Bruno wiped the water off his face with his hands. “That annoys the living shit out of me. That you’ve been observing me. Like some entymologist, studying a fucking bug under glass. Judging me.”

“I haven’t been judging you.” At least, not in a bad way, she wanted to add, but the words were pinned down by his accusing glare.

He opened his jacket, and ripped off the bottom strip of his T-shirt. It yielded him a long, limp strip of fabric. He pressed against the still oozing wound at his hairline, wincing.

She couldn’t help noticing, in the unwholesome glare of the fluorescent bulb, how the shortened T-shirt with its dangling threads showed off his tight abs, the glossy dark hair arrowing into his low-slung jeans. He had an innie. One of those taut, stretched ones like an eyelid, the kind you mostly saw on ripped models for men’s health magazines. She’d missed a lot of juicy little details in the dark.

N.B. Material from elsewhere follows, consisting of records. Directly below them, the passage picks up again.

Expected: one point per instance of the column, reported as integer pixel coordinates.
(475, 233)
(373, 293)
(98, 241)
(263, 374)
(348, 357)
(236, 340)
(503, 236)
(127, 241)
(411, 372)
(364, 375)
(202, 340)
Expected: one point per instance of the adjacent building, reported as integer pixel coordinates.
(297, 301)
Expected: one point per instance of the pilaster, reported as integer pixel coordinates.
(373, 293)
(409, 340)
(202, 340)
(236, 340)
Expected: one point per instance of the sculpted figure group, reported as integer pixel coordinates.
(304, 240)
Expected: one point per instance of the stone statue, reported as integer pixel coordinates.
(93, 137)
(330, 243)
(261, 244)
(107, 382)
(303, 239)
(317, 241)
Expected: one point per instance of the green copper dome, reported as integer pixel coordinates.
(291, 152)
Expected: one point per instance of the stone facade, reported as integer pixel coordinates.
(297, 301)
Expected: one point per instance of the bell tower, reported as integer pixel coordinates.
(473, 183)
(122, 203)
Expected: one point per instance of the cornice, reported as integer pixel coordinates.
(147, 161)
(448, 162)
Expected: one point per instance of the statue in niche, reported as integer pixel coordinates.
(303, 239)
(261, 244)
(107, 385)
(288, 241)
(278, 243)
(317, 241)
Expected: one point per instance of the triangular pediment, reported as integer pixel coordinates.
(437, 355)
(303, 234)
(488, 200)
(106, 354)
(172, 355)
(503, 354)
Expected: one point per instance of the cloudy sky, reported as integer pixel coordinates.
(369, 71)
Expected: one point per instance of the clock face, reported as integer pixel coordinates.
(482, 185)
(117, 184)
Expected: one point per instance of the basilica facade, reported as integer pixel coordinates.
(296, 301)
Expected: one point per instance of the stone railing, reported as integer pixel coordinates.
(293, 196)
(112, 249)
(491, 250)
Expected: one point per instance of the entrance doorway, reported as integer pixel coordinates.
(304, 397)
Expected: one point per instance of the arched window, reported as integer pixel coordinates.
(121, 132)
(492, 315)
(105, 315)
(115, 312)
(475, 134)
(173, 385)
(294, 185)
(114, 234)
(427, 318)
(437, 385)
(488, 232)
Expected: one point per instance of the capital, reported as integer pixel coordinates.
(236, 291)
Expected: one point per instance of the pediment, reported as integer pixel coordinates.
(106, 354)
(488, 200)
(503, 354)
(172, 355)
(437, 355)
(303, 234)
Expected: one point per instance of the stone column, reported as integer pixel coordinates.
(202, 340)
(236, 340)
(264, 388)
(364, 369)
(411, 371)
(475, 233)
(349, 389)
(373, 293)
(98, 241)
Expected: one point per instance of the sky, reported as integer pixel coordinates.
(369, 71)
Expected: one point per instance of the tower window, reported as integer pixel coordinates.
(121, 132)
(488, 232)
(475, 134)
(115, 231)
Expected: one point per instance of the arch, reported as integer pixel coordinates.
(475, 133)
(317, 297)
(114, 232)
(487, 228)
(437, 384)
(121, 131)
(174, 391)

He looked her over, seized his t-shirt again and ripped off still another strip, which left the garment barely covering his ribcage. He moistened it under the faucet. “Come here.”

She shrank back. “I’m all right.”

“No, you’re not. You look like something out of a splatter film.” He jerked her towards him, and started to swipe at her face with the rag.

Huh. It actually felt kind of good, to be groomed like a kitten.

“This is my blood, mostly,” he told her. “But I’ve got no diseases.”